Гордон же, не теряя времени повел апроши, поставил раскаты и для защиты их возвел три редута.
5 июля остальные дивизии, «сопровождаемые татарами», подошли к Азову и заняли назначенные им места: Головин стал на правом фланге, здесь же расположилась главная квартира, Лефорт — на левом. 7000 донских казаков отошли и стали на берегу Дона выше крепости, между ней и Каланчинскими башнями. Вскоре к армии подошли дополнительно 2000 башкирцев, 2300 яицких и астраханских казаков и 400 калмыков.
Царь сразу же отправился в траншеи и сам стрелял по Азову из трех мортир бомбами. Делал он такие вещи обычно с удовольствием, а цесарский военный представитель при русской армии Плейер называл русскую артиллерию «великолепной». И сейчас, когда царь стрельнул бомбами, «они полетели хорошо, но упали в близком расстоянии, хотя орудия наведены были под углом 45 градусов».
Следующие три дня кипели земляные работы, войска рыли апроши, приближаясь к азовским стенам.
В походном журнале сказано, что 6 июля «генерал Лефорт бил из пушек по городу», 7 июля «ничего не было» и 8 июля «ничего не было ж». Только 9 июля «была на генерала Лефорта вылазка из города Азова», а 10-го снова «ничего не было».

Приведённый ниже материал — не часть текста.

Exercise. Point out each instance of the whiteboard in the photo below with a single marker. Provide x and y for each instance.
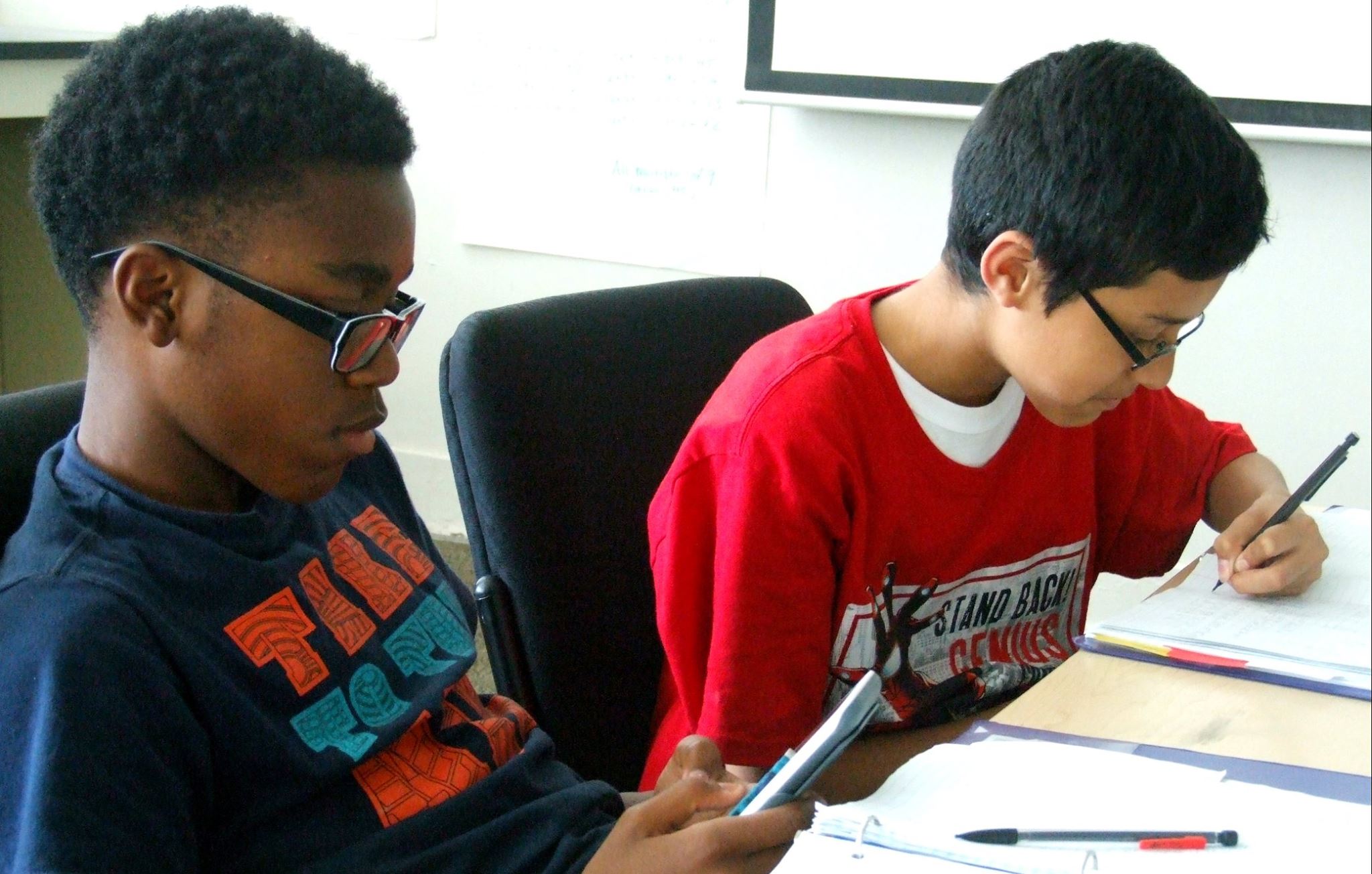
(1286, 68)
(610, 131)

Устрялов же сообщает, что 8 и 9 июля открылась по городу пальба из орудий. Самый сильный огонь был в центре, где поставили две главные батареи — в 8 мортир и в 16 больших пушек. С первой сам царь две недели метал бомбы в Азов и устроил там с первого же дня пожар. Вторая батарея сбила большую караульную башню и 9 июля заставила умолкнуть турецкие пушки на противостоящем бастионе.
Но турки еще 6 июля подвезли морем подкрепления на 20 галерах, тушили пожары, исправляли повреждения, стреляли в ответ и ходили на вылазки.
Скоро выяснилось, что сухим путем от Койсуги много не навозишь, да и татары постоянно подстерегают. Прямому же подвозу по Дону препятствовали две башни с пушками и гарнизонами в трех верстах выше Азова. Между ними через реку была протянута цепь, заграждавшая судовой ход.
В походном журнале коротко сказано: «В 11 день. Был окрик». Видимо, какая-то тревога. Ясно, что писал человек «маленький», к высшему начальству не вхожий. И ясно это потому, что по Н. Устрялову, 11 и 13 июля военный совет решал, как быть с каланчами. На второй консилии приговорили: взять нынче же ночью. Царь вызвал охотников из донских казаков, обещая добровольцам по 10 рублей каждому. Вызвались двести человек. В подкрепление их назначили солдатский полк Александра Шарфа.
За час до рассвета 14-го казаки подобрались к ближней, на левой стороне Дона башне. Взорванная под железными воротами петарда действия не произвела. Тогда казаки ломами расковыряли бойницу и через нее ворвались внутрь. Гарнизон состоял из трех десятков турок; они с час отстреливались, отбивались камнями, наконец, положили оружие. Сдались 15 человек, 4 подобрали убитыми, немногие бросились в Дон и потонули (видимо, сверху их расстреляли), спасся бегством лишь один. Трофеи состояли из 15 пушек и нескольких бочонков пороху. Сами казаки потеряли 10 человек убитыми.
«Доблестное дело казаков произвело в армии радость неописанную; во всех полках служили благодарственный молебен с пушечною пальбою».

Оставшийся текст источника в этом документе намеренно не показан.